It is always a comedy of double standards when the mainstream media foams at the mouth over satire - except, of course, when the target is Donald Trump. When it comes to the US President, mocking his tangerine-tinted skin and calling him "orange man" is not just acceptable, it is a media sport. Shooting at action figures of him on live television? Is just another day at TVNZ.
But the moment someone dares to poke satirical fun at a New Zealand politician like Debbie Ngarewa-Packer, say, over an alleged spray tan, the self-righteous shrieks of "racism" echo through the press like it is the end of civilisation. The hypocrisy is laughable, if it were not so nauseating. Fair game for Trump, but hands off anyone the media deems untouchable. So much for consistency.
What is worse is when supposedly independent voices claiming to fight the good fight, like The Platform, start parroting the same sanctimonious lines. Sean Plunket called the satire in question “racist”, and in doing so, they proved they are no better than the mainstream media they pretend to critique. When you are using the same vocabulary and crying the same crocodile tears, you are part of the same tired establishment.
Sean Plunket, the self-anointed truth-teller, founder of The Platform, and walking embodiment of irony. He is always ready to brand dissenters “cookers”, hurl insults, and throw online tantrums like a teenager who has had his sticky-mags confiscated. When I started writing on X earlier this year, he was relentless in trying to drag me onto his show. I declined, not just because I was under a barrage of death threats, but because I could see right through his act. The way he treats his staff is no surprise to anyone paying attention.
Let us talk about that. The Employment Relations Authority heard last year how former Platform employee Ani O’Brien was allegedly screamed at, sworn at, and intimidated by Plunket, who, in a moment of schoolyard drama, reportedly punched a desk just a metre away from her. Plunket did not deny it. He called his behaviour “appalling”. And yet he still disputes the grievance. A man-child tantrum, followed by denial and deflection? Textbook.
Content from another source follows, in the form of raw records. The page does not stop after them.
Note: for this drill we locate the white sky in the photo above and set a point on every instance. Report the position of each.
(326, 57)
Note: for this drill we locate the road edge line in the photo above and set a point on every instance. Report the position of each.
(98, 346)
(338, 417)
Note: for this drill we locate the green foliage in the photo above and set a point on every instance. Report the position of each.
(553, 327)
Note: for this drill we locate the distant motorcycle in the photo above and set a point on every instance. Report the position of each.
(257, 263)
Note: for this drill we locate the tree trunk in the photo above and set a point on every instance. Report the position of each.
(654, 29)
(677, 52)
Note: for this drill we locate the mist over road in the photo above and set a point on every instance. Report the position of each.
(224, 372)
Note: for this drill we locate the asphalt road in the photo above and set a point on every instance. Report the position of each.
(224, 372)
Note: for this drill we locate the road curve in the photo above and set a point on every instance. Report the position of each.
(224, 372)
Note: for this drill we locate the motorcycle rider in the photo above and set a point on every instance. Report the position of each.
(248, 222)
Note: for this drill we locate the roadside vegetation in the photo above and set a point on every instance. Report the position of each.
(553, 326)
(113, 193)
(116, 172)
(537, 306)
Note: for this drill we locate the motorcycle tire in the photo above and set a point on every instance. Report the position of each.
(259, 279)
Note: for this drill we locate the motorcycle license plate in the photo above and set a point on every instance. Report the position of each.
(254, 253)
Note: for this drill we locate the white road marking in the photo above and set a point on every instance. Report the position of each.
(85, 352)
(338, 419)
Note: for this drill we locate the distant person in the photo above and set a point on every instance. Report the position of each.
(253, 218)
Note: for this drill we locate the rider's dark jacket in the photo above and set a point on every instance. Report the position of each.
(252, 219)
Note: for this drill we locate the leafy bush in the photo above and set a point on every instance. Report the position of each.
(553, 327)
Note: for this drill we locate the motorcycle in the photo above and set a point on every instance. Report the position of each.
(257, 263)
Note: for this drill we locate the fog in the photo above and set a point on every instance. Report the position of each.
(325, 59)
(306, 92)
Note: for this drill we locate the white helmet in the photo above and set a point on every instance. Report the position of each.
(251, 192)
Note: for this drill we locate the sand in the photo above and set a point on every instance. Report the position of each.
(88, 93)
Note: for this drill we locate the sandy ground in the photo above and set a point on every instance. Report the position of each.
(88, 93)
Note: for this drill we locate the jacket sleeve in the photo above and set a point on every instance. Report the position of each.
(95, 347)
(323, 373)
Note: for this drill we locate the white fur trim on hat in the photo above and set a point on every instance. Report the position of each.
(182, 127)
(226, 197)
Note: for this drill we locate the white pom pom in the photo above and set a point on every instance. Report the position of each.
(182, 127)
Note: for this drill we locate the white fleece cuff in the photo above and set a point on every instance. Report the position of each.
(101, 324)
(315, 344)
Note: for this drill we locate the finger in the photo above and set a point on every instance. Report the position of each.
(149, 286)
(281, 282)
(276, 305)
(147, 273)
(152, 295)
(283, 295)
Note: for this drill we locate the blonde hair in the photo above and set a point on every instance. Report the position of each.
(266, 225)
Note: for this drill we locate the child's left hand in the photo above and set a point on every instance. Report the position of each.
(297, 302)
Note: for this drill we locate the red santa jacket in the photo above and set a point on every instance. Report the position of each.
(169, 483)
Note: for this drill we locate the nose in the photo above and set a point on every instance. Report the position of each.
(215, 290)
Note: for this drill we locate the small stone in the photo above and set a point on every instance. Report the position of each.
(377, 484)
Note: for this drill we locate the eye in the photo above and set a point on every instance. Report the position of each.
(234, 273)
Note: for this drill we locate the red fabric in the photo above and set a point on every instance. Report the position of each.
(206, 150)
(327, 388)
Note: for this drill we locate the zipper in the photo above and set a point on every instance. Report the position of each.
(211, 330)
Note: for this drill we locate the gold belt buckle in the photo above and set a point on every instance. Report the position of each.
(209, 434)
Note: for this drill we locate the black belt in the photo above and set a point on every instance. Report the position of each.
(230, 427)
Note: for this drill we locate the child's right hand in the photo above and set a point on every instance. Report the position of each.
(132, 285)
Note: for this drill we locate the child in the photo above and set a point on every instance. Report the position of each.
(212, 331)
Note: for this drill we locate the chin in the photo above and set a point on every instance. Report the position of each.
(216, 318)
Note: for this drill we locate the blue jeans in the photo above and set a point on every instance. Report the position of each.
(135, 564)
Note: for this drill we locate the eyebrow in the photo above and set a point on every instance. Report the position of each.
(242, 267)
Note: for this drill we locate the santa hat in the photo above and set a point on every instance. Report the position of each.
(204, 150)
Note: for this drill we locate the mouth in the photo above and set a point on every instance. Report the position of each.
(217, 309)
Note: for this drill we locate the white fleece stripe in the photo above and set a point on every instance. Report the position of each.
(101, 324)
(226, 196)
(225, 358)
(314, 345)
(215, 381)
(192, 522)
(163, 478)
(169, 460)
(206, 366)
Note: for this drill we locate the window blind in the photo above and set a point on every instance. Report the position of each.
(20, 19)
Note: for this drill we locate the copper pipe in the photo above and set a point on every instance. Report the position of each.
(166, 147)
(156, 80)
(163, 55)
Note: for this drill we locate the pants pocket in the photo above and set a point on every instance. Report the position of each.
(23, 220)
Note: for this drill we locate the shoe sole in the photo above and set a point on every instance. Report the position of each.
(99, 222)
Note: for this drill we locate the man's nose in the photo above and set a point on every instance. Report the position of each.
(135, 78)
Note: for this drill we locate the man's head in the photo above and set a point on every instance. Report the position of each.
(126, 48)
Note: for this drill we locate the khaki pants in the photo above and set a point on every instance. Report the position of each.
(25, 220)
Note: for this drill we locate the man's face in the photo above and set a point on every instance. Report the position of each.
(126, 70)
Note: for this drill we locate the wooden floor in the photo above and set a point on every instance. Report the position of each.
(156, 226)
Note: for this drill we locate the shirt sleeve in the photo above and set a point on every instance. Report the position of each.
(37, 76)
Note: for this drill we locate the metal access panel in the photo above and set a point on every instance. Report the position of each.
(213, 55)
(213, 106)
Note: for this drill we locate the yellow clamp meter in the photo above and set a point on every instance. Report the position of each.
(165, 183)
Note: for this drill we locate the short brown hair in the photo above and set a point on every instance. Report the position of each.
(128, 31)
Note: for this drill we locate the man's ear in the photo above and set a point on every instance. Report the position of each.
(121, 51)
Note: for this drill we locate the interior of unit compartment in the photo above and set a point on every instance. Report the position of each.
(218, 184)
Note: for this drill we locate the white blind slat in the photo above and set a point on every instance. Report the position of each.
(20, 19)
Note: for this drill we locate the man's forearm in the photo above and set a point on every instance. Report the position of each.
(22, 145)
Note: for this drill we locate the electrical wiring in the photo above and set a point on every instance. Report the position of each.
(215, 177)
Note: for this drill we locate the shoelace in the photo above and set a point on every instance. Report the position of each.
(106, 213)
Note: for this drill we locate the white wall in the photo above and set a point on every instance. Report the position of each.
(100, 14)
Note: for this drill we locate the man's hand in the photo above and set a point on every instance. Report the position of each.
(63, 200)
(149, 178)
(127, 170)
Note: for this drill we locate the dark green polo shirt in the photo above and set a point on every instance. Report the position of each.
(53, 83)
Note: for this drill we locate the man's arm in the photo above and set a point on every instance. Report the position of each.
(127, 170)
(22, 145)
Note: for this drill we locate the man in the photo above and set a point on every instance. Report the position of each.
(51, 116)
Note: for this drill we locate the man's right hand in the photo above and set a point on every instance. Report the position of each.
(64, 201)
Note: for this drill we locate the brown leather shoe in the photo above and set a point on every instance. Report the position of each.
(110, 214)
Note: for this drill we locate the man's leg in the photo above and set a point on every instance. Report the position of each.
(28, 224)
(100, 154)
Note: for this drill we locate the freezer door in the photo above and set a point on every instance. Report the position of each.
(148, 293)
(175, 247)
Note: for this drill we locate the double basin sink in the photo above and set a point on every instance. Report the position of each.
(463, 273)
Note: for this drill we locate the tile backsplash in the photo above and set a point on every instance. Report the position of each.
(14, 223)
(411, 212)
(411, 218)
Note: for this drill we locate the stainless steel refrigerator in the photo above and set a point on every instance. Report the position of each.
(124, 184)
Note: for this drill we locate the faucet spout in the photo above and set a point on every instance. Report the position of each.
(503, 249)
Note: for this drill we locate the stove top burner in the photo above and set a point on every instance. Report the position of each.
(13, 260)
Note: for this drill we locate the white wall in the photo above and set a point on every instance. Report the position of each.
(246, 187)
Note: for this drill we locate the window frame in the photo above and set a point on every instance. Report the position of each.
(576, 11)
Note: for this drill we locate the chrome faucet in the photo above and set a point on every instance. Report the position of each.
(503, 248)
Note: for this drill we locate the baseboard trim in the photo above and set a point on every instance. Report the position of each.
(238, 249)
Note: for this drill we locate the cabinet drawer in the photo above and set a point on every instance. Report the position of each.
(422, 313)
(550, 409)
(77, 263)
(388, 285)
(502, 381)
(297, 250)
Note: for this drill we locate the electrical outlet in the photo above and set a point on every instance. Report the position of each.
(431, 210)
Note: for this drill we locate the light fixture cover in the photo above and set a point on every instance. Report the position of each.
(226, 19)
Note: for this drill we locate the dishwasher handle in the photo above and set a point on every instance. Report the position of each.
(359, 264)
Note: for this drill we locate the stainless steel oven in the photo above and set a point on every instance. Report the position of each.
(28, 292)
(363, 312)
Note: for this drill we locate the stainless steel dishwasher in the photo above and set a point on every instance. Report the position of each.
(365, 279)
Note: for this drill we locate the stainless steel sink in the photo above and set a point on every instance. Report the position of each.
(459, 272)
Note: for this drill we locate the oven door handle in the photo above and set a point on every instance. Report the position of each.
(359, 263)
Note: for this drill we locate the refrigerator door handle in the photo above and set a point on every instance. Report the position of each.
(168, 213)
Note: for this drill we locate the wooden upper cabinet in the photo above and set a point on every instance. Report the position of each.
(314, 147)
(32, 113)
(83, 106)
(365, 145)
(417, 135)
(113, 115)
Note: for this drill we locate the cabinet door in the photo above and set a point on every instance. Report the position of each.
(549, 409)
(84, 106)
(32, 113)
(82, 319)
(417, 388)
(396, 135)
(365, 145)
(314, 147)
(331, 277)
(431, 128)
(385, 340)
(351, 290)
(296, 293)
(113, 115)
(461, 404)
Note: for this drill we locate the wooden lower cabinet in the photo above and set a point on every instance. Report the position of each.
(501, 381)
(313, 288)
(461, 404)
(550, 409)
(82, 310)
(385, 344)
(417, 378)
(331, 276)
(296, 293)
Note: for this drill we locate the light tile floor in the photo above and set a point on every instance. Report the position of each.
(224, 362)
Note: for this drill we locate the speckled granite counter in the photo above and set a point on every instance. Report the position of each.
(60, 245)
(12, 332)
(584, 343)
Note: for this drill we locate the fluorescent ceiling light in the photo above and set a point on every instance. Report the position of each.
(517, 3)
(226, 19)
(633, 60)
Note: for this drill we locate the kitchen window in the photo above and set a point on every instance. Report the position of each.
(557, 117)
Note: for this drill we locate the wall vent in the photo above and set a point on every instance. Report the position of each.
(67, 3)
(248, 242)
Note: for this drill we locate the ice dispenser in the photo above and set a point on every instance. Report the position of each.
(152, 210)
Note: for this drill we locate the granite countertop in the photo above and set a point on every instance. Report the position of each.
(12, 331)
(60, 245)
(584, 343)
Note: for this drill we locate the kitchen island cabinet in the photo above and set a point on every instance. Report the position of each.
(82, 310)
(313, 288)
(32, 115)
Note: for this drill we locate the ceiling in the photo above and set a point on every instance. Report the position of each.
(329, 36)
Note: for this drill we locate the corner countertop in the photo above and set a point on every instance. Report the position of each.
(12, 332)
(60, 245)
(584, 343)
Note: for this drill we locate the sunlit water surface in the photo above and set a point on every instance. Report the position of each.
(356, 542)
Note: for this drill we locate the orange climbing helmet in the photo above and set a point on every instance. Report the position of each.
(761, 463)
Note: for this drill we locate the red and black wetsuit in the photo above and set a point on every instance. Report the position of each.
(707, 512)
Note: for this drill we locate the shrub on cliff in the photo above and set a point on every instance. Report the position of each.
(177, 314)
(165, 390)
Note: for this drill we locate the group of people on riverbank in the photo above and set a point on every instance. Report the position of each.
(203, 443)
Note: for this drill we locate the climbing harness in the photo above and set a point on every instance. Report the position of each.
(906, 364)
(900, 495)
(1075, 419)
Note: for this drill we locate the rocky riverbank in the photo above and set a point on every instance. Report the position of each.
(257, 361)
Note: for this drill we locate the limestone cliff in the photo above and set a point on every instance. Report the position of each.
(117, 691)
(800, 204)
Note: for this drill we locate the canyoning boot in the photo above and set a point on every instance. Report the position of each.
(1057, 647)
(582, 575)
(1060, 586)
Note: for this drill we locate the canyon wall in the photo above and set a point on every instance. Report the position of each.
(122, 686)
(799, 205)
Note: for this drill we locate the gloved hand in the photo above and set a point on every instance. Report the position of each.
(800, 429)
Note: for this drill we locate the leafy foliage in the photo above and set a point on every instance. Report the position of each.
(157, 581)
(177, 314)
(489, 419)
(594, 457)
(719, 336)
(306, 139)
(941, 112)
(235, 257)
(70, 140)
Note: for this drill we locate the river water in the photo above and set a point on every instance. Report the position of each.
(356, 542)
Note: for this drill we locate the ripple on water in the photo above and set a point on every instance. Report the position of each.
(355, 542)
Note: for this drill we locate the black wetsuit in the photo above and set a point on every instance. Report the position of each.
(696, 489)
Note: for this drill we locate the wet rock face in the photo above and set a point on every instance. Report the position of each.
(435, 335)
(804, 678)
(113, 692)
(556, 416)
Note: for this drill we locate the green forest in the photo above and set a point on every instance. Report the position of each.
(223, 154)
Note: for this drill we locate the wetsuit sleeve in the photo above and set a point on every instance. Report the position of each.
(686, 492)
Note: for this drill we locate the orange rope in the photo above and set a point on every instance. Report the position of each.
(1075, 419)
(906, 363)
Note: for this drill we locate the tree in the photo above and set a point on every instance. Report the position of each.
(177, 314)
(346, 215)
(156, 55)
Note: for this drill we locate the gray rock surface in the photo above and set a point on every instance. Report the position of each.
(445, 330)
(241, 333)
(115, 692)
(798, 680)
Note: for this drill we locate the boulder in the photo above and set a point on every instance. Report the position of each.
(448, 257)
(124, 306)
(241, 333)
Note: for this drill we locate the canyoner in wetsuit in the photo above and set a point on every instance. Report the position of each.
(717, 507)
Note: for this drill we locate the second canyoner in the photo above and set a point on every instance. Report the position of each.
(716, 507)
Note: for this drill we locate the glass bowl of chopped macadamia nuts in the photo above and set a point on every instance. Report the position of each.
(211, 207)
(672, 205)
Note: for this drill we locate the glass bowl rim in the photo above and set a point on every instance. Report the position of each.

O’Brien is now fighting back, seeking compensation for unjust dismissal, lost wages, and the kind of public humiliation you only get working for someone who believes a platform means a licence to bully. Frankly, I hope she gets every cent.
At the end of the day, Sean Plunket is not a fearless truth-teller. He is a toddler with a Twitter handle, stomping his feet when the world refuses to bend to his delusions. If he really believed in accountability, he would take his own advice for once and have a cuppa tea anda lie down, and maybe try acting like an adult in the room.
Until then, he remains what he so loudly rails against, a caricature of everything wrong with New Zealand media.
Sean has very thin skin, it would seem.
Thank God for old fashioned good humour and satire that we find here.
Plunket is a useful idiot par excellence. His daily faux outrage against woke and his disparaging "cooker" cheap shots directed towards anybody and everybody outside his tightly held narrative suggests - if he wasn't such an obvious fool - that he could even pass as controlled opposition. If nothing else, his arrogance and prejudices distract from more urgent issues.
He's probably losing sleep over his ol' sparring partner Garner muscling into his media domain and doing it better, not to mention the rants of sidekick Laws gradually aligning more closely with the worldview of those "cookers" at RCR.
I'm still waiting for Plunket to assemble his team of 'experts' to debate Steve Kirsch over the Safe & Effective for the $1M prize money, or was that just another stunt for a few 'likes' from a tragic crywanker trying desperately to be relevant?